Kurdish officials said that five members of the ISIS terrorist group fled a jail in northern Syria amid fighting on Friday.
Turkey escalated an offensive on Friday against the Kurdish militia in attacks in northeastern Syria that the Kurds say could allow the group to reemerge.
Kurdish officials said that five ISIS fighters fled a facility there, and foreign women from the group burned down tents and attacked guards with sticks and stones, Reuters reported.
The ISIS detainees escaped from a prison in Qamishli city, Marvan Qamishlo, a military media official in the Kurdish-led Syrian Democratic Forces, told the news agency.
He said they were able to escape due to Turkish shelling nearby.
At the al-Hol camp, where the women escaped, Qamishlo said the ISIS “women rose against the internal security forces at al-Hol, they set ablaze tents and attacked the administrative and security offices there with stones and sticks,” Reuters also reported.
A video posted Friday shows a shell landing in the courtyard of a prison facility in Qamishli, PBS reported, adding that a number of men open doors and start to leave.
There are reports that more than 10,000 ISIS members being held in prisons in the area.

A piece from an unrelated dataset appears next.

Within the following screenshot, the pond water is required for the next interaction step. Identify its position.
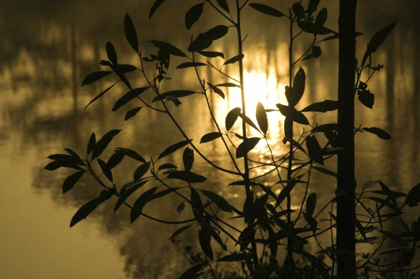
[0,0,420,279]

About 2,000 foreigners are among them.
Artillery Rounds Land Near US Forces
A Pentagon official and an Iraqi Kurdish intelligence official told Newsweek on Friday that U.S. Special Forces came under fire in northern Syria in Kurdish-controlled territory amid Turkey’s “Operation Peace Spring.”
No casualties were reported.
An American defense official told Fox News on Friday that Turkish artillery rounds landed near U.S. forces in northern Syria.
“There has been no activity since the explosion,” the official added.
Army Gen. Mark Milley, the new chairman of the Joint Chiefs of Staff, said that Turkish forces should know what areas to avoid bombing in their incursion into Syria.
“The Turkish military is fully aware down to explicit grid coordinate detail of the locations of U.S. forces,” Milley said.
Turkish President Recep Tayyip Erdogan said the move is to secure an area inside Syria to resettle some 3.6 million Syrian refugees who were living in Turkey. The president also said it wants to fight Kurdish groups that Ankara has deemed terrorist organizations.
Some of those groups had partnered with the United States to combat ISIS.
After Erdogan announced the offensive, Trump this week described the operation as “a bad idea.” The president has also said he didn’t want the United States to be involved in “endless, senseless wars.”
Following the criticism, Erdogan said the assault “will not stop … no matter what anyone says.”
After Turkey’s military action, Treasury Secretary Steven Mnuchin said that the White House “can shut down the Turkish economy if we need to” during a press conference.
These are “very powerful sanctions,” and “we hope we don’t have to use them,” he said.
Department of Defense Chief Pentagon Spokesperson Jonathan R. Hoffman said in a statement that the United States opposes Turkey’s “uncoordinated actions” in northern Syria.